Linux – What’s the policy determining which CPU handles which interrupt in the Linux Kernel

interruptkernellinux-kernel

I've been reading Linux Kernel Development and there's something that's not entirely clear to me — when an interrupt is triggered by the hardware, what's the criterion to decide on which CPU to run the interrupt handling logic?

I could imagine it having to be always the same CPU that raised the IO request, but as the thread is for all purposes now sleeping there would not really be that much of a point in doing that.

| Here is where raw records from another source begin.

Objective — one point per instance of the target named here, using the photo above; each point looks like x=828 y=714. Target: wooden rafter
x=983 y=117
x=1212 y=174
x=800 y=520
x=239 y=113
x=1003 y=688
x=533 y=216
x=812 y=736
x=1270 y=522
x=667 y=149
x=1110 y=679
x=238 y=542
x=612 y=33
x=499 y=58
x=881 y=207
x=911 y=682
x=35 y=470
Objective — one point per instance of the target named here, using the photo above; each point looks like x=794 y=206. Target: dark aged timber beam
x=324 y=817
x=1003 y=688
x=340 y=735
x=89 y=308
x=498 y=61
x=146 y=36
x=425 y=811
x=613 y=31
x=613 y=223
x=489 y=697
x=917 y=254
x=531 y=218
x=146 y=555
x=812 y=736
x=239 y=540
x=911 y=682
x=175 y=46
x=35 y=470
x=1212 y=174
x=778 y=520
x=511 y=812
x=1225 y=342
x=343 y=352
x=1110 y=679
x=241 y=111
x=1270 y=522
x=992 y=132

On the other hand, there may be timing interrupts (for the scheduler, for instance) that need to be raised. On an SMP system are they always raised on the same core (let's say, #0) or they're always pretty much raised at any core?

How does it actually work?

Thanks

Best Answer

On a multiprocessor/multicore system, you might find a daemon process named irqbalance. Its job is to adjust the distribution of hardware interrupts across processors.

At boot time, when the firmware hands over the control of the system to the kernel, initially just one CPU core is running. The first core (usually core #0, sometimes called the "monarch CPU/core") initially takes over all the interrupt handling responsibilities from the firmware before initializing the system and starting up the other CPU cores. So if nothing is done to distribute the load, the core that initially started the system ends up with all the interrupt handling duties.

https://www.kernel.org/doc/Documentation/IRQ-affinity.txt suggests that on modern kernels, all CPU cores are allowed to handle IRQs equally by default. But this might not be the optimal solution, as it may lead to e.g. inefficient use of CPU cache lines with frequent IRQ sources. It is the job of irqbalance to fix that.

irqbalance is not a kernel process: it's a standalone binary /usr/sbin/irqbalance that can run either in one-shot mode (i.e. adjust the distribution of interrupts once as part of the boot process, and exit) or as a daemon. Different Linux distributions can elect to use it differently, or to omit it altogether. It allows easy testing and implementation of arbitrarily complex strategies for assigning IRQs to processors by simply updating the userspace binary.

It works by using per-IRQ /proc/irq/%i/smp_affinity files to control which IRQs can be handled by each CPU. If you're interested in details, check the source code of irqbalance: the actual assignment of IRQ settings happens in activate.c.